Le nombre de déclarants est passé de 20.800 en 2011 à 20.400 en 2012, selon cette étude du cabinet de conseil Lowendalmasaï.

Le montant de l’enveloppe se stabilise également pour la première fois à 5,3 milliards d’euros en 2012 contre 5,2 milliards en 2011, indique l’étude, qui utilise les chiffres du ministère de l’Education nationale, de l’enseignement supérieur et de la recherche (MENESR).

Les grandes entreprises continuent de profiter majoritairement du CIR: elles ont représenté 0,6% du nombre de déclarants, mais se sont partagé 34,3% de l’enveloppe globale de ce crédit d’impôt en 2012 (contre 33% en 2011).

Quant au crédit d’impôt innovation (CII), dispositif d’aide aux entreprises innovantes de moins de 250 salariés introduit dans la loi de finances 2013, il est « encore peu connu et sous utilisé », selon l’étude. Pour 83% des répondants, c’est le manque d’information et de connaissance qui est le principal frein », indique Lowendalmasaï.

« En regardant de près, il y a une autre raison: le CII est moins rémunérateur que le CIR (20% des dépenses contre 30% pour le CIR), ce qui peut détourner l’intérêt des entreprises », affirme Florent Chapus, vice-président Industrie et Services de Lowendalmasaï, cité dans un communiqué.

Le CII est moins exigeant que le CIR et permet de valoriser certains projets non éligibles au CIR, soulignent les auteurs de l’enquête. Les deux sont cumulables.

37% des sondés éligibles ne connaissent pas le CII et seules 20% des entreprises sondées éligibles au CII et qui connaissent le dispositif, ont en fait bénéficié de cet avantage fiscal mais aucune n’a atteint le plafond de 80.000 euros, note l’étude.

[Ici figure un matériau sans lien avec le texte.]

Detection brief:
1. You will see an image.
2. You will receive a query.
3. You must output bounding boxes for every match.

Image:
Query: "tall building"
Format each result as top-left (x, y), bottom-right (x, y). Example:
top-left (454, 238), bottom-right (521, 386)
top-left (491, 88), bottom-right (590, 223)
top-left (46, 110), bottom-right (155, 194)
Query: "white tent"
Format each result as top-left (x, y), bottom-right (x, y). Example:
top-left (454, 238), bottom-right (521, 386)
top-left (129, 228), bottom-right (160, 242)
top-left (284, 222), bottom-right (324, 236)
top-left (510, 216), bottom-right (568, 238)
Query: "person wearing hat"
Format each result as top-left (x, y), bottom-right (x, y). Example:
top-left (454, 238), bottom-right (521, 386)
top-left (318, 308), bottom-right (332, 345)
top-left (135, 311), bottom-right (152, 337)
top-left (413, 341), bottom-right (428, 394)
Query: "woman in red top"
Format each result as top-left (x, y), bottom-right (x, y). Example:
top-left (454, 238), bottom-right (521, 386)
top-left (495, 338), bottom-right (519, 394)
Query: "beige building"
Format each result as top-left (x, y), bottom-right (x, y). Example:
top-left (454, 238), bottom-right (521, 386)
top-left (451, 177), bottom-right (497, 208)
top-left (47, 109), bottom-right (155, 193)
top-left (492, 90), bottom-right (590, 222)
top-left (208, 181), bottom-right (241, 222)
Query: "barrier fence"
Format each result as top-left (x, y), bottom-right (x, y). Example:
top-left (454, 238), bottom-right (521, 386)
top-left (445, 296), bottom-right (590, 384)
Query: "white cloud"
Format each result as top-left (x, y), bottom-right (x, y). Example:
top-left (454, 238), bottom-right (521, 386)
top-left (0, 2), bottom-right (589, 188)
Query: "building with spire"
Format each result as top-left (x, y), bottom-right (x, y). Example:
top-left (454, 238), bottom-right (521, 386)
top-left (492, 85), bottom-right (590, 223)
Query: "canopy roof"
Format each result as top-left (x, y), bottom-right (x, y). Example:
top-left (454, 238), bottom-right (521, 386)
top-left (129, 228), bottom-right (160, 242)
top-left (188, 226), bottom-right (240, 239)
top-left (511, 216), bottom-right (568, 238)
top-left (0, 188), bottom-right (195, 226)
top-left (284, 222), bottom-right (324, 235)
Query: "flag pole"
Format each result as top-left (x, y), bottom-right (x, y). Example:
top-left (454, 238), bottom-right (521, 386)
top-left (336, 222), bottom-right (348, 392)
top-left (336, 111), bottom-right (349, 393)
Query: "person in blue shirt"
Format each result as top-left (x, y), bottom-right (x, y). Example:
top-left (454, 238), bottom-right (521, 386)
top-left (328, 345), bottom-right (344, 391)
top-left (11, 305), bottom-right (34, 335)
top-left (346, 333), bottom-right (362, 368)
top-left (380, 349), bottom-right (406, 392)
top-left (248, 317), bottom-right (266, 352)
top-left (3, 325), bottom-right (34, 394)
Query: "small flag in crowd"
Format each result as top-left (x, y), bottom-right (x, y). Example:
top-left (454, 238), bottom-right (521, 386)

« Pourtant, le niveau de satisfaction des entreprises dans l’utilisation du CII est très élevé : 95% des entreprises qui en ont bénéficié se disent satisfaites ou très satisfaites du CII », précisent les auteurs.

Créé en 1983 et relancé en 2008, le CIR permet aux entreprises de déduire de l’impôt sur les sociétés (IS) 30% de leurs investissements recherche et développement, dans la limite de 100 millions d’euros d’investissements (5% au-delà).

La France est leader en Europe en nombre d’organismes les plus innovants et numéro 3 dans le monde derrière les USA et le Japon. Elle est aussi numéro 2 mondial pour les incitations fiscales à la recherche et développement, notent les responsables de Lowendalmasaï.

Outre les chiffres du MENESR, l’étude, menée entre les mois de juin et juillet 2014, a été réalisée par l’intermédiaire d’un questionnaire électronique anonyme envoyé aux directeurs financiers, fiscaux et techniques d’un panel représentatif de plus de 3.000 entreprises innovantes de toutes tailles et secteurs confondus. Celui-ci a été complété par des entretiens téléphoniques.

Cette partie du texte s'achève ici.